Choice of Mamba-2 and comparison to SOTA deep learning models:

This is an important point to clarify. As stated in Sections 4.2 and 4.3 and Appendix Section A.5.1, we compared the Mamba-2 model architecture with two alternative architectures: Self-attention Transformer, and Rotary Transformer. These two are among the most commonly used state-of-the-art Transformer architectures in various domains. In addition, for a fair comparison, we did a full grid search over these 3 architectures, and over 3 different tokenizers, as well as sweeping other hyperparameters. Within our hyperparameter search experiment, we observed that Mamba-2 with the TST tokenizer generally outperformed the other alternatives, including the 2 Transformers architectures. Refer to Table 9 in Appendix Section A.5.2 for a full comparison of how often TST+Mamba-2 achieved the best performance compared to the other 8 architecture+tokenizer combinations.

Inclusion of more baseline models would improve the rigor of the evaluation:

We have included comparisons of WBM with baseline architectures/tokenizers, and a competitive PPG baseline. In addition, we have discussed a baseline comparison with respect to other pre-training methods such as masked autoencoding (Narayanswamy 2024) in Appendix A.5.3, as well as a simple baseline of turning behavioral data to its mean and standard deviation statistics. However, we do agree with that including more baselines can improve our evaluations, and we will discuss this as a caveat in the camera ready version. We welcome any feedback on specific baselines that you feel would particularly strengthen our work.

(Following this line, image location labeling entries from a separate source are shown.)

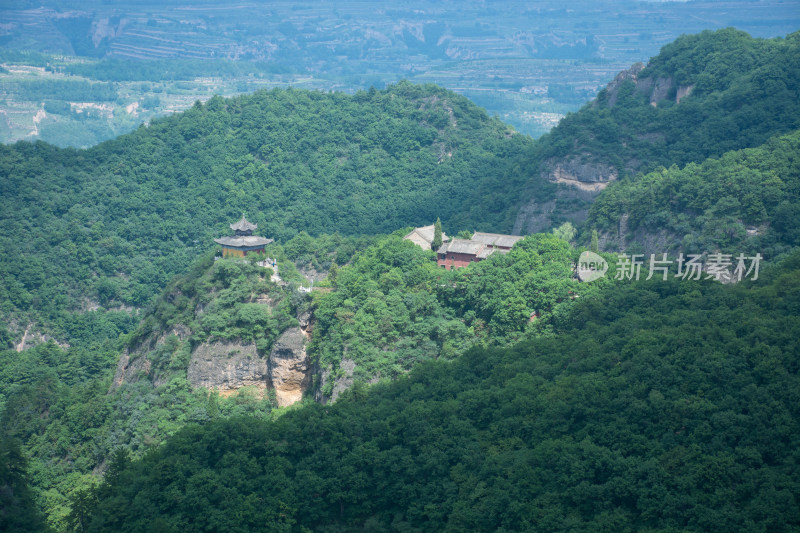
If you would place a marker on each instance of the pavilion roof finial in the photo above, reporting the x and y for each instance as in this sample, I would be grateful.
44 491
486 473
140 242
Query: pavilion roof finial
243 225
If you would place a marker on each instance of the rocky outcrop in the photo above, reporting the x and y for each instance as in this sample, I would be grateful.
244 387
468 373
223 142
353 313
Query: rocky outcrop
135 363
612 90
589 176
340 384
289 368
227 367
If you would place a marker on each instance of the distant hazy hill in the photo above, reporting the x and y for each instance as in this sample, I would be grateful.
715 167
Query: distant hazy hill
659 406
702 96
746 201
109 226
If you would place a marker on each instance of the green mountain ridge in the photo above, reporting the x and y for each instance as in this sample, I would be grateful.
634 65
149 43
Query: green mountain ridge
660 406
109 226
746 201
554 404
701 96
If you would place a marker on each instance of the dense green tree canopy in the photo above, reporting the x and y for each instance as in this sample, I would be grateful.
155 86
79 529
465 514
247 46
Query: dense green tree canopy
109 226
743 91
656 406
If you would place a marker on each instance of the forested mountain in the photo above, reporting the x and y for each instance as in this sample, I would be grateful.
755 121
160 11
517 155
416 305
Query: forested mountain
745 201
109 226
506 395
657 406
701 96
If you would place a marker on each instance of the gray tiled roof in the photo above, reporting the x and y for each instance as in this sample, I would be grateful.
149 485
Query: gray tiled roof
243 241
426 232
243 225
461 246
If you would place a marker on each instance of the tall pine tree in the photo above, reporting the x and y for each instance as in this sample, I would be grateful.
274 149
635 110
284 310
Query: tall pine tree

Potential demographic biases and performance in demographic subgroups:

We agree that characterizing demographic biases are essential for health applications. The Apple Heart and Movement Study has its own limitation and biases (Truslow et al. 2024), for example, the dataset is more biased towards a younger male population. However, given the large scale of this study compared to other studies, our models are still trained and evaluated on a large cohort including participants from diverse demographics. In the camera ready version of the paper, we will include distributions of demographics statistics from our pre-training data. We will also add to the appendix the performance of our models within demographic subgroups on a representative subset of the full set of tasks considered, focusing on tasks where the combination of WBM+PPG performs best. Specifically, we will show demographic subgroup performance on a representative set of targets: heart failure, active smoker, and calcium-channel blocker baseline tasks, as well as on the pregnancy and infection tasks. We will add some discussion around potential fairness concerns and demographic biases to the camera ready version of the paper, noting that a complete fairness investigation into our final models was out of scope for this work.

最终决定

The paper has received Accept, Strong Accept, Accept, Accept. All reviewers have praised the paper and its contributions. While some claims required softening, and limitations around demographic conditioning and generalizability were acknowledged, the discussion phase successfully led to a consensus. Some reviewers raised concerns, both in their discussions with the authors and with each other/AC, regarding the dataset, particularly its potential demographic biases. A key point of concern was the lack of public availability of the dataset and the absence of released code or model weights. Open source of the model weights and at least a subset of the dataset is highly required. Based on the strengths of the work, I suggest for the paper to be accepted, but urge the authors to find a long-term sustainable solution for this problem.